Lentil Spinach Stew


I rode my bike over sixty miles in two days and ate tacos Thursday, Friday (x2 since I had leftovers for breakfast), and Sunday. And the weather was amazing. So, basically this weekend couldn’t have been much better. Joe and I also checked out the Rumsy St. ArtPrize installations, ventured to Harmony Hall, and met Margs for an entertaining round of drinks amidst some of the most interesting soccer fans I’ve ever encountered. Understandably, a hearty, comfort-like food was the only option for my jars this week.
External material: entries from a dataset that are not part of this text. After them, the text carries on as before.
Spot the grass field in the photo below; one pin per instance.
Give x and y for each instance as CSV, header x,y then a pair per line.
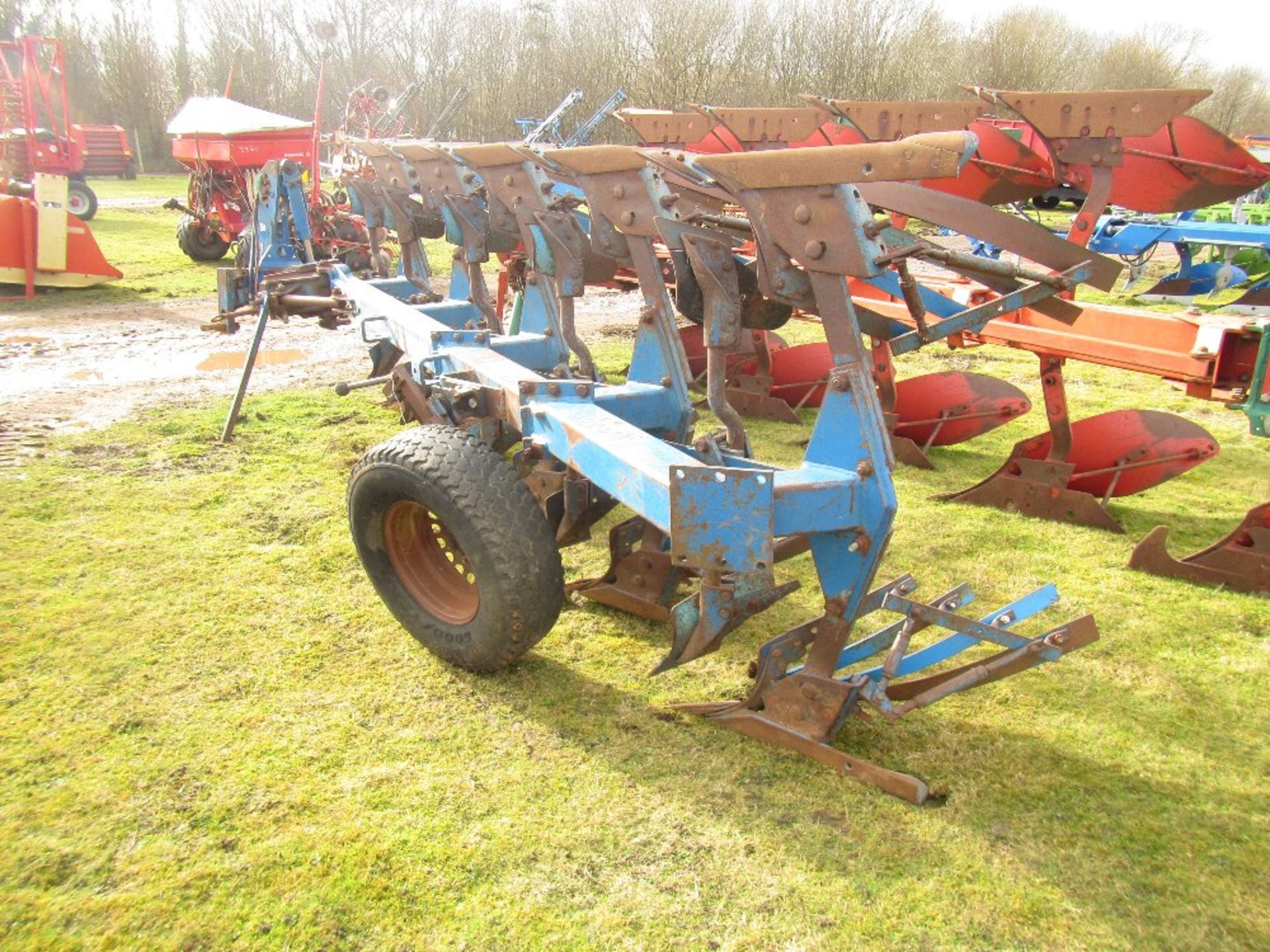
x,y
212,734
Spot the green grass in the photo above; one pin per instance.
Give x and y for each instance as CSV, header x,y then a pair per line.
x,y
214,735
158,187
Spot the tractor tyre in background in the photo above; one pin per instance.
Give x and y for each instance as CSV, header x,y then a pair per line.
x,y
456,546
80,200
200,243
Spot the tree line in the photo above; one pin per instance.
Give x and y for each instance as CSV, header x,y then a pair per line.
x,y
130,67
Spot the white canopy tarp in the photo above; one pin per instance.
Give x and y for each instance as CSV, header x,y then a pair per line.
x,y
218,116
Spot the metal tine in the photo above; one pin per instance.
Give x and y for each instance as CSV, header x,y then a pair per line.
x,y
878,641
980,631
804,633
963,682
1013,614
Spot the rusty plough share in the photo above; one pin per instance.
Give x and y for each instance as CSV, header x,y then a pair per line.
x,y
435,512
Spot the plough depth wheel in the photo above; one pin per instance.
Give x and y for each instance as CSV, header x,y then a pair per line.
x,y
201,243
456,546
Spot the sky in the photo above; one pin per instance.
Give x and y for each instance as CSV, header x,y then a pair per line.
x,y
1238,33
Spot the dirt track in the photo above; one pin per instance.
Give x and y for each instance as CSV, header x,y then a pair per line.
x,y
67,368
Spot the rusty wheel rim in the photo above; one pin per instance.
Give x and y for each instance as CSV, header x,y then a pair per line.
x,y
429,564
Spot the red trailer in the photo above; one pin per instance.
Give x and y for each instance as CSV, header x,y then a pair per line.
x,y
106,150
222,143
36,134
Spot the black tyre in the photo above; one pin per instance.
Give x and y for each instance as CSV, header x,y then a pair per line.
x,y
201,243
80,200
456,546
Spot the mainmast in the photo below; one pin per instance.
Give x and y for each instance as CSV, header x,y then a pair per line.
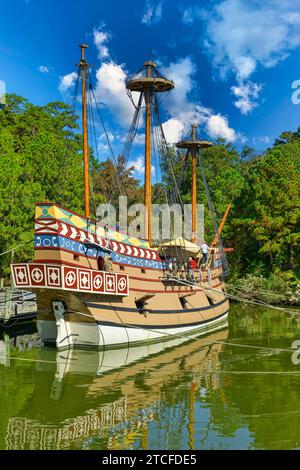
x,y
83,67
148,84
193,146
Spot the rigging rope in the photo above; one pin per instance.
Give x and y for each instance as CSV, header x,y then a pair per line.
x,y
224,261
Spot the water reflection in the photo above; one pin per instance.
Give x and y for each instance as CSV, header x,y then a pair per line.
x,y
213,392
83,398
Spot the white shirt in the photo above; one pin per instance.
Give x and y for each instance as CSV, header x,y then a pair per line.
x,y
204,248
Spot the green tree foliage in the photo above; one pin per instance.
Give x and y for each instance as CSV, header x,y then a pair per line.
x,y
41,160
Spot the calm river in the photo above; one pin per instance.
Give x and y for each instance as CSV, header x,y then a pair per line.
x,y
235,388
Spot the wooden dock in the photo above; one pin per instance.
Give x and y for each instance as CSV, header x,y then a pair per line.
x,y
16,306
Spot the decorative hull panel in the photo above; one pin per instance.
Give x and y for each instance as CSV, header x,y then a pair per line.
x,y
133,301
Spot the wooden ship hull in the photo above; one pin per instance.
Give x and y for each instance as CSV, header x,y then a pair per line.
x,y
110,401
135,301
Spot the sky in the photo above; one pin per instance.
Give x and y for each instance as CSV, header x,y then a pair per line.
x,y
235,63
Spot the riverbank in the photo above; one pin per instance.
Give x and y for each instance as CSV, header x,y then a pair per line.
x,y
282,288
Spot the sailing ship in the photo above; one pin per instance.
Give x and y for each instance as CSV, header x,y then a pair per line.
x,y
82,302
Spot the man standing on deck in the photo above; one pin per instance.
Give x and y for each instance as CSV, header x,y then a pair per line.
x,y
204,251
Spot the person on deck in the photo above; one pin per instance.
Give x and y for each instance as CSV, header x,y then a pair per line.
x,y
192,265
204,251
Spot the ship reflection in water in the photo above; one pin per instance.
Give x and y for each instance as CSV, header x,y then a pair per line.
x,y
210,392
108,399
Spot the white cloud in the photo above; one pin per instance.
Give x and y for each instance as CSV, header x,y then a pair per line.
x,y
191,14
100,39
44,69
246,95
185,112
152,13
217,126
111,90
66,82
244,35
173,130
139,165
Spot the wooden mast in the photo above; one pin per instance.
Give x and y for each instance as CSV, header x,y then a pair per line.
x,y
194,185
83,66
216,239
148,84
193,146
148,166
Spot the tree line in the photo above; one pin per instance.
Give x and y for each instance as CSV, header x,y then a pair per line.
x,y
41,160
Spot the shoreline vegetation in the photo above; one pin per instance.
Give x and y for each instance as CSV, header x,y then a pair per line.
x,y
41,160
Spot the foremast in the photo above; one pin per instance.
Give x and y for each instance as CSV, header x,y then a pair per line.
x,y
148,84
83,65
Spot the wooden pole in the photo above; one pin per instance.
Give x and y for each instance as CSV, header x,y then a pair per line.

Cheers to fall!

Serves 4

  • 1 Tbsp coconut oil
  • 1 red onion, diced
  • 3 garlic cloves, minced
  • 1 Tbsp fresh ginger, peeled and minced
  • 1 Serrano chili pepper, seeded and minced
  • 1 tsp ground cumin
  • 1 tsp garam masala
  • Coriander to taste (I just added a few shakes)
  • 1 15-ounce can diced tomatoes
  • 1 cup water
  • 1 tsp sea salt, plus more to taste
  • 1 15-ounce can coconut milk
  • 1 cup lentils (I used green, but red would also work)
  • 5 ounces spinach

Heat the oil on medium high head in a large pot or Dutch oven. Sauté the onions until soft (about five minutes). Add the garlic, ginger, Serrano, cumin, garam masala, and coriander. Cook until fragrant, about two minutes. Add the tomatoes and cook until the liquid has reduced, about five minutes. Add the coconut milk and water. Bring to a boil, stir in the lentils, and then reduce the heat to medium low. Cook until the lentils are tender, 35-40 minutes, stirring occasionally. Mix in the spinach and cook another three to four minutes. I served it over brown rice, but there are lots of options! Quinoa would be great.

Adapted from this recipe.

Biking made me like my city just a little more!